A working group spent years studying the proposal. In 2019, they voted in favor of recognizing the Anthropocene as a formal geological unit, with its starting point around the mid-twentieth century—specifically, the signatures left by nuclear weapons testing beginning in 1945.

But in March 2024, the proposal was rejected. The Subcommission on Quaternary Stratigraphy voted it down by a wide margin, and the decision was later confirmed by the International Union of Geological Sciences with near-unanimous agreement.

The reasons were largely technical. Geological epochs are defined by layers of rock laid down over thousands or millions of years. The proposed Anthropocene would have begun less than a century ago—barely a blink in geological time. The sedimentary record is too shallow, the starting date too recent. It wasn't that the scientists doubted human impact on the planet; it was that fitting that impact into the framework of geological time proved more difficult than proponents had hoped.

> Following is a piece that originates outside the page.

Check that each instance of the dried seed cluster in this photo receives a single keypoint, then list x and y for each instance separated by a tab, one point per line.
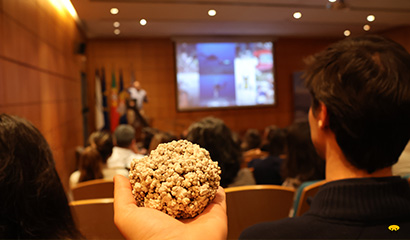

So we remain in the Holocene—specifically, in the Meghalayan Age of the Holocene Epoch of the Quaternary Period. The unofficial "Age of Humans" continues under its official name: the "entirely new."

Living in the Interglacial

Understanding the Holocene means understanding something uncomfortable: our entire civilization exists because of a temporary warm spell in an ongoing ice age.

The glacial cycles haven't stopped. Based on orbital patterns—the slight wobbles in Earth's tilt and orbit that have driven ice ages for millions of years—we would eventually expect another glacial period, another advance of the ice. The only question is when.

Ironically, human-caused climate change may have postponed this indefinitely. By pumping greenhouse gases into the atmosphere, we may have interrupted the natural cycle entirely. Whether that's a disaster averted or a disaster in the making depends entirely on how much warming we cause and how quickly.

But that's a story for another epoch—whichever one comes next.

For now, we live in the Holocene: 11,700 years of unusual warmth, 11,700 years in which humans went from scattered bands of hunter-gatherers to a species that has touched every corner of the globe and reshaped it in our image. All of recorded history—every scroll and book, every monument and ruin—fits within this geological instant.

The name means "entirely new." And in a sense, it still is. We're still figuring out what this warm window means, what we've done with it, and what comes after. The glaciers retreated. We built everything. The story continues.